Parfois l’onglet « Accueil des étrangers » renvoie au dépôt de la demande de titre au sein de la préfecture concernée et parfois il renvoie vers des informations générales.
C’est alors l’onglet « Prendre un rendez-vous » qu’il faut sélectionner.
Ceci est d’ailleurs illogique car certaines demandes de titre de séjour font désormais l’objet d’un dépôt directement en ligne sans être reçu à la préfecture.
Ensuite, il est nécessaire de comprendre exactement dans quelle situation juridique on est, ce qui n’est pas aisé pour un public ne maîtrisant pas toujours la langue française.
Et même avec une telle maîtrise, comment comprendre les différences entre récépissé de demande de carte de séjour ou autorisations provisoires de séjour par exemple ?
Comment différencier les demandes de titre de séjour mention « Vie privée et familiale » de plein droit et ceux relevant de l’admission exceptionnelle au séjour ?
Les agents de la préfecture ont eux-mêmes parfois des difficultés à qualifier juridiquement les situations des étrangers en renvoyant vers des liens erronés.
Site des préfectureÉtape 3 : solliciter un rendez-vous en ligne ou déposer directement sa demande
Il s’agit maintenant d’entrer dans le labyrinthe d’Alice au pays des Merveilles et de trouver la bonne voie pour solliciter un rendez-vous ou déposer sa demande de titre de séjour.
Voie de gauche, vous pouvez solliciter un rendez-vous ; voie de droite, vous pouvez déposer directement votre demande sans vous rendre en préfecture.

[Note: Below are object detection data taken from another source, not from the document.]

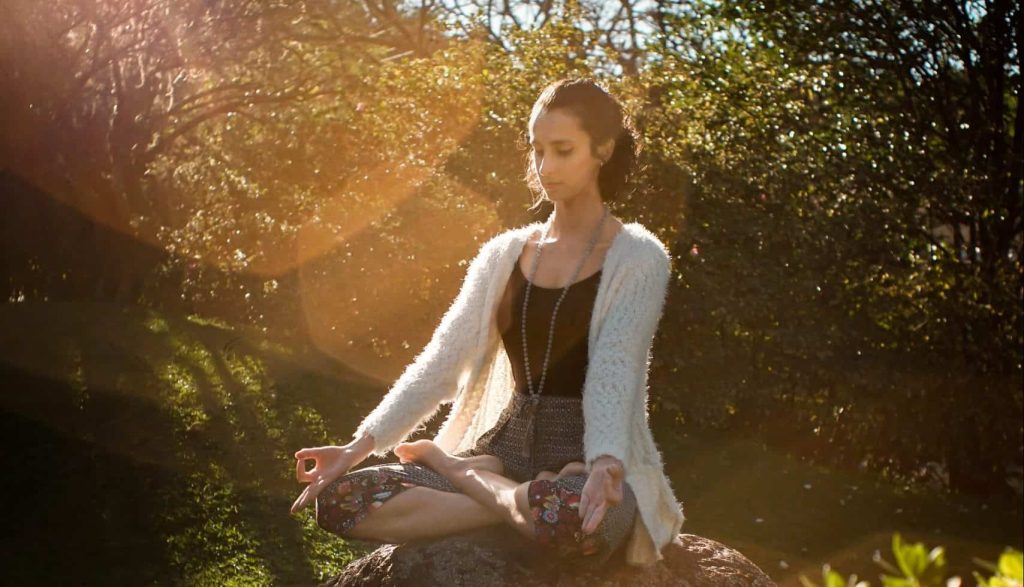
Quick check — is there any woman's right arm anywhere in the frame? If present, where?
[352,233,498,457]
[291,435,374,513]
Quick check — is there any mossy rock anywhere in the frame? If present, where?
[324,526,775,587]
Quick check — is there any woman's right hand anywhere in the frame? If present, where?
[291,446,366,513]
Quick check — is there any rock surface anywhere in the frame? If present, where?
[323,526,775,587]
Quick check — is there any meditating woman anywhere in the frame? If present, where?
[292,80,684,565]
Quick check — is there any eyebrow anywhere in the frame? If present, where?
[529,138,572,146]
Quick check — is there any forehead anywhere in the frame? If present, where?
[529,109,587,144]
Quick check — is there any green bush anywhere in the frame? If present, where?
[800,532,1024,587]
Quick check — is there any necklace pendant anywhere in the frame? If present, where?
[520,395,541,459]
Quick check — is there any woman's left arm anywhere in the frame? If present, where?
[580,242,672,533]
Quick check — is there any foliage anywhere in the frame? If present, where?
[0,0,1024,492]
[800,533,1024,587]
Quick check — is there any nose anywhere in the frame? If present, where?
[537,159,554,183]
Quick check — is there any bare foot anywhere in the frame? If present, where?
[555,461,587,478]
[394,439,505,476]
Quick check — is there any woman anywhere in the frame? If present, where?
[292,80,684,565]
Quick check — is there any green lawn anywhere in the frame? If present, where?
[0,303,1024,586]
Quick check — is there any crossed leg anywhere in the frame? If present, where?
[394,441,586,539]
[327,441,586,544]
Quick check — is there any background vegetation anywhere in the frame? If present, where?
[0,0,1024,577]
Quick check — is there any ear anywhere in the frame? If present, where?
[597,138,615,161]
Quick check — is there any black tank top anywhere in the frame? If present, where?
[498,253,601,397]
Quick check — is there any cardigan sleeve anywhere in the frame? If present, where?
[352,239,497,457]
[584,240,672,470]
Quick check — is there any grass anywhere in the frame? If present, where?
[0,303,1024,587]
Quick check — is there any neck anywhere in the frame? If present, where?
[547,197,604,243]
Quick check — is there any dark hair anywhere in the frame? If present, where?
[519,78,639,209]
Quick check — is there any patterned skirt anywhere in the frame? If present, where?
[316,392,637,564]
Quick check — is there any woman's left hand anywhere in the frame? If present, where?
[580,457,626,534]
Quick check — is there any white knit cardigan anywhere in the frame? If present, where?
[353,218,685,565]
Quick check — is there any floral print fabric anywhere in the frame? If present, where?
[316,470,417,535]
[527,480,606,557]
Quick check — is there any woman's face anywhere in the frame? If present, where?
[529,109,610,202]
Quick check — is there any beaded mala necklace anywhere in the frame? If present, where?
[521,205,608,457]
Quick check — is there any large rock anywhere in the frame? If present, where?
[324,526,775,587]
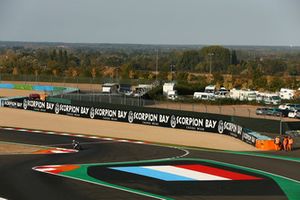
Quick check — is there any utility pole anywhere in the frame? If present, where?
[208,53,215,75]
[155,49,158,82]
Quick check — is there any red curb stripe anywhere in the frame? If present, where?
[175,164,262,180]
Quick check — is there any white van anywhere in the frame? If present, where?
[193,92,215,100]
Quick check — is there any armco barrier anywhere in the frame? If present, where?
[0,83,14,89]
[0,83,78,95]
[4,98,257,146]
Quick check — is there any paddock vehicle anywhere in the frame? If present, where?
[256,108,269,115]
[29,94,41,100]
[288,110,300,118]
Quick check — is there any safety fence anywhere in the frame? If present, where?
[0,83,78,95]
[3,98,276,149]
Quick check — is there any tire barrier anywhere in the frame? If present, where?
[3,98,264,146]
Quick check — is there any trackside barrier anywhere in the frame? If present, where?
[3,98,257,146]
[0,83,79,95]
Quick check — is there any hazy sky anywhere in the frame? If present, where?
[0,0,300,46]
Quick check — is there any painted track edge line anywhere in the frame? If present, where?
[31,167,173,200]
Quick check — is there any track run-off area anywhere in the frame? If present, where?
[0,127,300,200]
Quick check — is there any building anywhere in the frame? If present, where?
[102,83,119,94]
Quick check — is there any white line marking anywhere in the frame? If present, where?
[117,140,129,142]
[133,141,145,144]
[41,172,166,200]
[142,165,231,181]
[74,135,85,137]
[88,136,101,139]
[102,138,114,140]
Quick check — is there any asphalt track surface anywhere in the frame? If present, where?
[0,129,300,200]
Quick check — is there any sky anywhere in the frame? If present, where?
[0,0,300,46]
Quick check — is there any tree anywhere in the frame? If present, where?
[200,46,230,72]
[269,77,284,91]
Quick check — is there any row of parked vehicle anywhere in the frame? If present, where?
[256,104,300,119]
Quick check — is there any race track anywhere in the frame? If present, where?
[0,129,300,200]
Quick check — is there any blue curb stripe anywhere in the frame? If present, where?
[110,167,193,181]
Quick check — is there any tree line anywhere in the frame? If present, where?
[0,46,300,90]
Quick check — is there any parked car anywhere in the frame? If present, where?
[295,111,300,119]
[278,103,300,110]
[288,110,300,118]
[29,94,41,100]
[277,108,290,117]
[256,108,269,115]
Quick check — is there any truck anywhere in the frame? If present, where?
[167,90,178,100]
[163,83,178,100]
[256,93,281,105]
[279,88,296,100]
[102,83,119,94]
[204,85,216,94]
[193,92,215,100]
[229,88,256,101]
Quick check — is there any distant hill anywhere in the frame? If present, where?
[0,41,300,53]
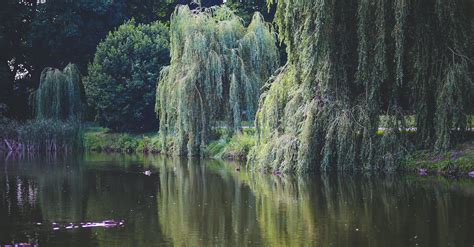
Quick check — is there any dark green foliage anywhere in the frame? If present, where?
[156,6,278,156]
[28,0,129,71]
[251,0,474,173]
[17,119,83,153]
[32,64,83,120]
[84,21,169,131]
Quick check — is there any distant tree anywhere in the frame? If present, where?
[32,64,83,120]
[0,0,36,118]
[84,20,169,131]
[28,0,128,73]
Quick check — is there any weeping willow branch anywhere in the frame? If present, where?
[156,6,278,156]
[32,64,82,120]
[249,0,474,173]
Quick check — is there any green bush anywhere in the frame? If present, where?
[16,120,83,152]
[206,131,256,161]
[84,20,169,131]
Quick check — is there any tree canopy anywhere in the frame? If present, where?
[251,0,474,173]
[84,20,170,131]
[156,6,278,156]
[32,64,83,120]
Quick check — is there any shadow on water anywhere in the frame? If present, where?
[0,154,474,246]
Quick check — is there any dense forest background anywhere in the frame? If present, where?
[0,0,275,120]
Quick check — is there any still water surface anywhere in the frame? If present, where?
[0,154,474,246]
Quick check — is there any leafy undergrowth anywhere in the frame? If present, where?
[404,141,474,176]
[84,127,165,153]
[206,129,256,161]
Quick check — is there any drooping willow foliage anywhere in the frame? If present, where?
[250,0,474,173]
[156,6,278,156]
[32,64,82,120]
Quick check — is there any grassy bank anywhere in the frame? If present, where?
[84,127,256,161]
[84,127,161,153]
[402,140,474,176]
[84,127,474,176]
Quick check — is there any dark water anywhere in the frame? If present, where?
[0,154,474,246]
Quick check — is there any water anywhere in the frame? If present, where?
[0,154,474,246]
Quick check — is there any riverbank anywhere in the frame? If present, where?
[84,127,474,177]
[402,141,474,177]
[84,127,256,162]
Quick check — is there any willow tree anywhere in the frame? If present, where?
[32,64,82,120]
[156,6,278,156]
[250,0,474,173]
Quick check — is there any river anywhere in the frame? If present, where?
[0,153,474,247]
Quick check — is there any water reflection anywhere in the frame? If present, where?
[0,154,474,246]
[158,160,259,246]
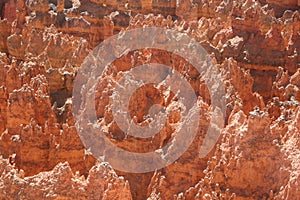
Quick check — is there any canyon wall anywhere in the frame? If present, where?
[0,0,300,200]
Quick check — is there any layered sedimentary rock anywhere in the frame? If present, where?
[0,0,300,200]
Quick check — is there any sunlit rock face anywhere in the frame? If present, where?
[0,0,300,200]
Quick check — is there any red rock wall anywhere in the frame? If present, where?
[0,0,300,200]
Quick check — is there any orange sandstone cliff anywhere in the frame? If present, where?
[0,0,300,200]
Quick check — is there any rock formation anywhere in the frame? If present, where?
[0,0,300,200]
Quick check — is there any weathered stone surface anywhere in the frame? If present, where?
[0,0,300,200]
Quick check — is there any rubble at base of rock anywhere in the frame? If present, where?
[0,0,300,200]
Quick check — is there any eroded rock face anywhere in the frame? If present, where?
[0,0,300,200]
[0,158,132,199]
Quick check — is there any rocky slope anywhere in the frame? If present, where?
[0,0,300,200]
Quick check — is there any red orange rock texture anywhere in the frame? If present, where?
[0,0,300,200]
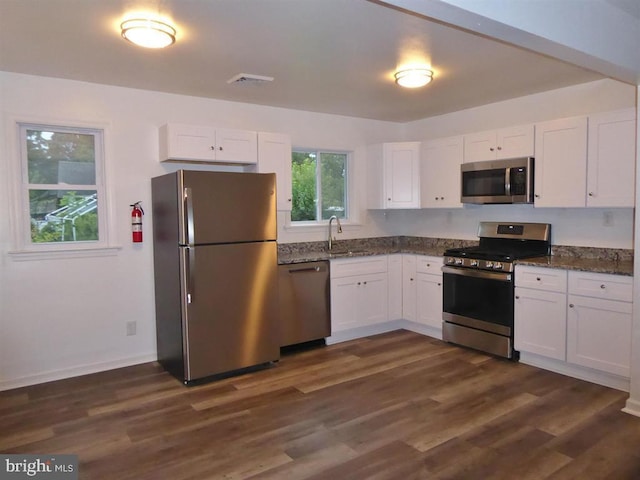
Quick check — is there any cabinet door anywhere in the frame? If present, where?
[420,137,464,208]
[514,287,567,361]
[356,273,389,325]
[535,117,587,207]
[402,254,417,321]
[567,295,632,377]
[215,130,258,163]
[587,109,636,207]
[258,132,293,212]
[160,123,216,162]
[383,142,420,208]
[496,125,534,158]
[464,130,496,163]
[417,273,442,329]
[387,254,403,320]
[331,277,359,332]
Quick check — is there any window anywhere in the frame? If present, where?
[291,150,349,222]
[19,124,106,250]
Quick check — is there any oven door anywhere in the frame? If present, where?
[442,266,514,358]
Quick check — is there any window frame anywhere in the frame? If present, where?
[287,147,350,229]
[8,118,120,261]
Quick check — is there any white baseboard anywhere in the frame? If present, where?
[0,353,158,391]
[520,352,631,392]
[622,398,640,417]
[326,320,403,345]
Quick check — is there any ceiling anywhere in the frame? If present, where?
[0,0,620,122]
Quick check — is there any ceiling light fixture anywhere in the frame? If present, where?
[394,67,433,88]
[120,18,176,48]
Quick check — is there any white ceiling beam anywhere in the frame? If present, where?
[377,0,640,85]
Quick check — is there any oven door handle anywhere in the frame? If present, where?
[442,266,513,282]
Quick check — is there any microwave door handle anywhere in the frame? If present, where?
[504,167,511,197]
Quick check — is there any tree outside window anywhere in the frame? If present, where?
[21,125,102,244]
[291,150,348,222]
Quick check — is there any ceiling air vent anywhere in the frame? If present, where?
[227,73,273,85]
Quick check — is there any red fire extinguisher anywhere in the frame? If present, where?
[130,201,144,243]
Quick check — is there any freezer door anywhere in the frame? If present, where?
[182,242,280,381]
[180,171,277,245]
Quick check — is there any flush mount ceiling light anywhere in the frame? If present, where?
[120,18,176,48]
[394,67,433,88]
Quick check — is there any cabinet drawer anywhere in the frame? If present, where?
[515,266,567,293]
[331,255,387,278]
[416,255,442,275]
[569,271,633,302]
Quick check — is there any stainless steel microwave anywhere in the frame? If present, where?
[460,157,534,203]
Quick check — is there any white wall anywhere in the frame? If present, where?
[0,72,635,390]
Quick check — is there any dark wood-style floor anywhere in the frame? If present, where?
[0,331,640,480]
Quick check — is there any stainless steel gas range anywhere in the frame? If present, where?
[442,222,551,359]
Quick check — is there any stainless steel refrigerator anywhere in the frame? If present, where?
[151,170,280,383]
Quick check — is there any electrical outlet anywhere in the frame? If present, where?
[127,320,137,337]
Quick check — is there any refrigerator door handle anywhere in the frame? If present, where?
[185,247,196,304]
[182,187,195,246]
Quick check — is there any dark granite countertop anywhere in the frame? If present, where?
[278,237,633,276]
[516,255,633,276]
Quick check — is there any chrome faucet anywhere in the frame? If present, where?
[329,215,342,250]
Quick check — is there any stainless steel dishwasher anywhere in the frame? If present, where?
[278,261,331,347]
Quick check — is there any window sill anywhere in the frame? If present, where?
[8,246,122,262]
[284,222,362,232]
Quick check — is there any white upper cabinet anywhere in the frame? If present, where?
[534,117,587,207]
[258,132,293,212]
[160,123,258,164]
[420,136,464,208]
[464,125,534,162]
[367,142,420,209]
[587,109,636,207]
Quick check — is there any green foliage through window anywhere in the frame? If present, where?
[21,125,102,243]
[291,150,348,222]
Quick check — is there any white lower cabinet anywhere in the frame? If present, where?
[402,253,418,322]
[514,266,633,378]
[514,267,567,361]
[514,287,567,360]
[567,272,632,377]
[387,253,404,320]
[331,256,389,332]
[416,255,442,329]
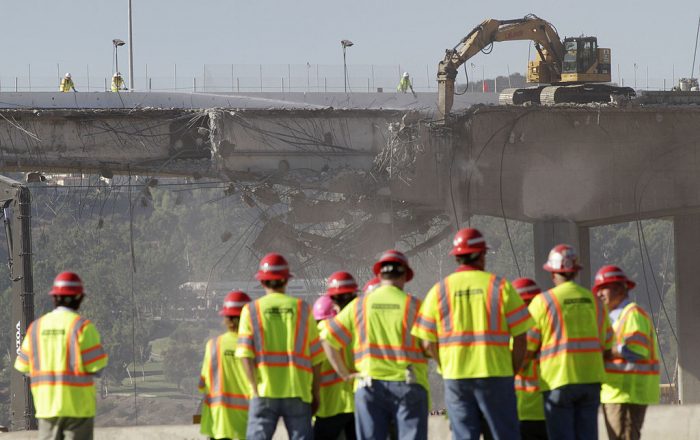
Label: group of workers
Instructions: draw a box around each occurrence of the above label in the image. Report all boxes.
[15,228,659,440]
[58,72,128,93]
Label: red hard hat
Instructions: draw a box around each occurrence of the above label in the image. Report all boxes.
[255,253,292,281]
[362,277,382,295]
[542,244,583,273]
[372,249,413,281]
[593,265,637,293]
[219,290,250,316]
[511,278,542,301]
[49,272,83,296]
[313,295,338,321]
[326,271,357,296]
[450,228,488,255]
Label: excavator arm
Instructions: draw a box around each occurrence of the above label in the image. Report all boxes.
[437,15,564,118]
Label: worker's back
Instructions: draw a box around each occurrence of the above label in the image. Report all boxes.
[528,281,612,391]
[15,307,107,418]
[236,293,323,402]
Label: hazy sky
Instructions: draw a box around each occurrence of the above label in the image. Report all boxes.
[0,0,700,87]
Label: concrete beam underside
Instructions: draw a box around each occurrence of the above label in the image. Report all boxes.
[673,214,700,404]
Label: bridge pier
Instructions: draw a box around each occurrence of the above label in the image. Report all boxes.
[673,213,700,404]
[533,220,591,289]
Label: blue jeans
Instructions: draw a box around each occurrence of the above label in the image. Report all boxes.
[355,379,428,440]
[445,376,520,440]
[544,383,600,440]
[246,397,313,440]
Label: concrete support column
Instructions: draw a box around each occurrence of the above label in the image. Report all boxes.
[533,221,591,289]
[673,214,700,404]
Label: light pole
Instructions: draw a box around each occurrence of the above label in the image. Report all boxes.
[112,38,125,73]
[340,40,353,93]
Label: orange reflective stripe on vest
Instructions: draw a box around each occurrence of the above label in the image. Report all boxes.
[250,301,310,372]
[540,290,605,359]
[438,275,508,346]
[356,295,427,363]
[205,336,248,409]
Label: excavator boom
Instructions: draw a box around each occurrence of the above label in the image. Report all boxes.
[437,15,564,118]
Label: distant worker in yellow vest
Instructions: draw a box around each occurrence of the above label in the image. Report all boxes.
[526,244,613,440]
[199,290,250,439]
[15,272,107,440]
[413,228,533,440]
[236,253,325,440]
[512,278,547,440]
[396,72,416,96]
[593,266,659,440]
[111,72,126,93]
[58,73,77,93]
[314,271,357,440]
[321,250,430,440]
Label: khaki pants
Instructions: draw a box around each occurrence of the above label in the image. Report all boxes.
[603,403,647,440]
[38,417,95,440]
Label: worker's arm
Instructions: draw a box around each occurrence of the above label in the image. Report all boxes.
[511,333,527,373]
[241,358,260,397]
[319,340,357,381]
[311,364,321,414]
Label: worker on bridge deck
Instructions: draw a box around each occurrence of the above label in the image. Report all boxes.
[58,73,77,93]
[593,265,660,440]
[15,272,107,440]
[314,271,357,440]
[526,244,613,440]
[413,228,533,440]
[321,250,430,440]
[199,290,250,439]
[236,253,324,440]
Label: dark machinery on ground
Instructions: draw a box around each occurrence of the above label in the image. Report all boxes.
[437,15,635,117]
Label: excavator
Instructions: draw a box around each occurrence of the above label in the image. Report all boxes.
[437,14,635,117]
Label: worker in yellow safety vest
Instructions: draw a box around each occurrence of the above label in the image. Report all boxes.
[526,244,613,440]
[412,228,533,440]
[512,278,547,440]
[110,72,126,93]
[58,73,77,93]
[15,272,107,440]
[199,290,250,439]
[236,253,325,440]
[321,250,430,440]
[313,271,357,440]
[593,265,660,440]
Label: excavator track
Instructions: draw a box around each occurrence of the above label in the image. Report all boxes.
[498,86,546,105]
[540,84,636,105]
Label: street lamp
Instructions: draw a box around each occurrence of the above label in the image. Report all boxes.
[112,38,125,72]
[340,40,353,93]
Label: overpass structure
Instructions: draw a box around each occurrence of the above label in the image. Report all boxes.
[0,89,700,410]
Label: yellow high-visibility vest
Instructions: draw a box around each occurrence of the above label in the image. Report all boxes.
[199,331,250,439]
[15,307,107,418]
[236,293,325,403]
[321,286,430,394]
[412,266,533,379]
[527,281,613,391]
[316,320,355,417]
[600,303,660,405]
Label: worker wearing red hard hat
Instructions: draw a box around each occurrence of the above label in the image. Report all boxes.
[15,272,107,439]
[199,290,250,439]
[412,228,533,439]
[527,244,613,439]
[593,265,660,440]
[321,250,430,439]
[314,284,357,440]
[236,253,324,440]
[512,278,547,440]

La première concerne essentiellement la régularisation des vilains étrangers qui n’ont pas respecté les règles et l’autre vise en principe les étrangers sollicitant un titre de séjour de plein droit.
Aujourd’hui, seule la question des rendez-vous sera évoquée.
La voie de gauche mène elle-même à trois chemins : 1°) la prise de rendez-vous par un tableau horodaté ; 2°) la demande de rendez-vous par mail ou formulaire de contact en scannant généralement quelques documents ; 3°) la demande de rendez-vous via le téléservice démarches simplifiées.
1°) La prise de rendez-vous par tableau horodaté est aussi difficile à dénicher qu’un ticket de tombola gagnant. La préfecture met très peu de rendez-vous en ligne et ce nombre de rendez-vous est inférieur à la quantité d’étrangers qui se présentaient jadis sans rendez-vous.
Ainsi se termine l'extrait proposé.